Justine Bechler, incoming chief executive officer, acknowledges that the impetus for the transition is pandemic fueled and financially based. “Our lease, which ran through 2022, was just not sustainable under the current uncertainties around what kind of live performances were going to be possible,” she says.

The troupe, founded by Meredith Hagedorn two decades ago, initially was nomadic. It moved from a small venue in Palo Alto to the former travel agency office in Redwood City seven years ago.

For the last three-plus years, the company has been led by Bora “Max” Koknar and Alika Spencer-Koknar, co-artistic directors, who are leaving their roles concurrent with the company vacating its facility by the end of the month.

Noting that the “theater community no longer looks the way it did when we took the reins in 2019,” Koknar and Spencer-Koknar made “an agonizingly difficult decision” and chose to “use this new moment of transition for Dragon, to step aside.”

Bechler says the building’s property managers were cooperative in formulating the exit strategy. “All nonprofits, but especially artistic nonprofits need the support of their communities in order to survive.
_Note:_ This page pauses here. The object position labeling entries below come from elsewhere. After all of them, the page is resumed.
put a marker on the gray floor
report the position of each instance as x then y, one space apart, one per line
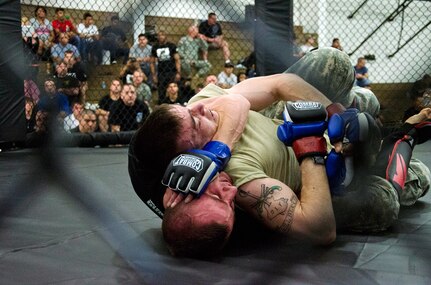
80 222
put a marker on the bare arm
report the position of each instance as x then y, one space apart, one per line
115 128
310 217
233 112
265 90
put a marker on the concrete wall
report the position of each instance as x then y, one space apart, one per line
327 18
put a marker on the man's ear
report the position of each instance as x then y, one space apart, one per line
168 194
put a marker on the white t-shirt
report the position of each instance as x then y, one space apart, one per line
90 30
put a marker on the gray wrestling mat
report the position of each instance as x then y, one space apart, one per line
80 222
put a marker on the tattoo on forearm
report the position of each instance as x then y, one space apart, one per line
285 227
267 206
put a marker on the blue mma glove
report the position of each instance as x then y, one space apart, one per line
302 119
192 171
350 126
336 172
303 128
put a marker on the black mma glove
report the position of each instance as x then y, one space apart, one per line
191 172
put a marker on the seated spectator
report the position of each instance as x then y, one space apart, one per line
127 71
143 91
58 50
164 55
87 123
127 114
114 39
30 39
77 70
198 88
141 51
173 96
186 89
66 84
241 76
336 44
31 90
105 104
30 115
52 103
188 49
309 44
90 44
211 78
361 72
226 78
419 95
61 24
418 103
72 120
44 31
211 32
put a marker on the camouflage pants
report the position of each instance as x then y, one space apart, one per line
370 203
331 72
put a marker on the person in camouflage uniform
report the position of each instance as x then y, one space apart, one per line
188 49
371 203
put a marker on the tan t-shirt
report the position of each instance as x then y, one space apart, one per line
258 153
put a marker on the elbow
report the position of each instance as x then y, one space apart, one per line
326 236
We’re doing everything we can to keep Dragon from joining the list of those falling to the pandemic. Not having this space is one way we can do that.”

Bechler, who enters her new role with a background in performing and theater education, hopes Dragon can stay connected to the community even though it’s moving off its main corridor. “We’re looking for a temporary space that we can maybe transform into a theater for a one- or two-year opportunity before finding a long-term home.”
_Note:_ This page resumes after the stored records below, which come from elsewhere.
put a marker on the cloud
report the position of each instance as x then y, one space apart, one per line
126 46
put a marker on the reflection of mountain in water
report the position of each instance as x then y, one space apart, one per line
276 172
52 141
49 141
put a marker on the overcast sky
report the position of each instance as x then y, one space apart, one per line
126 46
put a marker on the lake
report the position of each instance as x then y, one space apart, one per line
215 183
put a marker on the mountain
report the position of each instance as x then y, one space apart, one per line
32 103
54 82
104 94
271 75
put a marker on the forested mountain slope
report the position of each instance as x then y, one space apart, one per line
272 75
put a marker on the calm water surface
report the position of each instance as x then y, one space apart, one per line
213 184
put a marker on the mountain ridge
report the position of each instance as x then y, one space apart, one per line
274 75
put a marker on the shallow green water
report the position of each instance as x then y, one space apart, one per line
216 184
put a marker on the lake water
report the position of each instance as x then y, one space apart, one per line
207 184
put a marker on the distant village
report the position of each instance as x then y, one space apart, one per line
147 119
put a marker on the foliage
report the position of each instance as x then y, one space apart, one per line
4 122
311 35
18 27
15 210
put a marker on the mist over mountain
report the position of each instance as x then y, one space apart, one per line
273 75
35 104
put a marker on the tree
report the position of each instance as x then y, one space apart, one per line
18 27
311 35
Justine Bechler is the new leader at Dragon Productions. (Courtesy photo)

Justine Bechler is the new leader at Dragon Productions. (Courtesy photo)
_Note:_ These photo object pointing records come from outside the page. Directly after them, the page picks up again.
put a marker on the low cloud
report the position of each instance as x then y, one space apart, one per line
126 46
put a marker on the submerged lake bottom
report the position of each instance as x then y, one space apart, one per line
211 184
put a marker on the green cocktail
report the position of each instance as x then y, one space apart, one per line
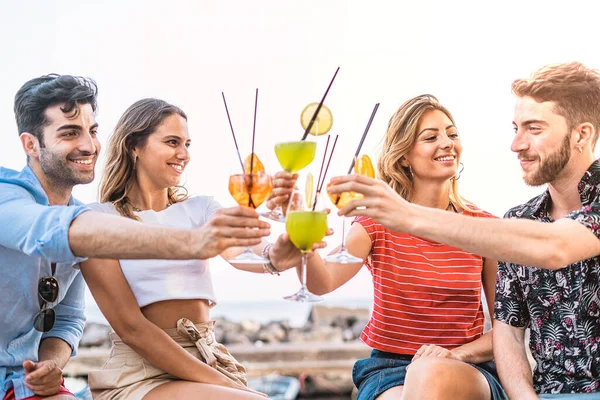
293 156
306 228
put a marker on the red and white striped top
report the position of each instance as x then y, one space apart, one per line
424 292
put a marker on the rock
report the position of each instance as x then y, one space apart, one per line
358 327
273 333
95 335
250 327
235 338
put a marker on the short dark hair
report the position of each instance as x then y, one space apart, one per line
36 95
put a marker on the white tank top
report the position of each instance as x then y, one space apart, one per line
158 280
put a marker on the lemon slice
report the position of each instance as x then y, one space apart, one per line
308 190
323 122
257 165
363 166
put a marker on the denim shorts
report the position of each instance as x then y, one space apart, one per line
382 371
575 396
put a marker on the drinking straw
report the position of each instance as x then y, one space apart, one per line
314 117
320 185
232 133
363 137
249 185
253 135
322 163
Like many arts producers, Dragon experimented with various streaming offerings during the pandemic and sees some sort of digital component as part of its long-term planning. One thing that’s not on the agenda right now is the heretofore traditional season of six plays by established authors.

“As we envision our ‘third act’ we want to expand our collaborations more into new works with emerging playwrights. Our current key words are incubate, innovate and educate. We also plan to create site-specific cabarets and showcases for different types of performance styles.”

How to maintain audience engagement under this new paradigm is “something we are still fleshing out. We’ve got a varied base who come to us for different kinds of projects,” says Bechler. To this end, the company is hiring a digital marketing associate to explore broadening its offerings, from an expanded youth theater department to corporate events.

She laughs at a “Game of Thrones” allusion to Daenerys Targaryen riding her Dragon to a new horizon. “That would be amazing, but me? No! I think, though, that what Max and Alika have set up puts Dragon in its best place for new leadership. I’m not taking over something that is failing.”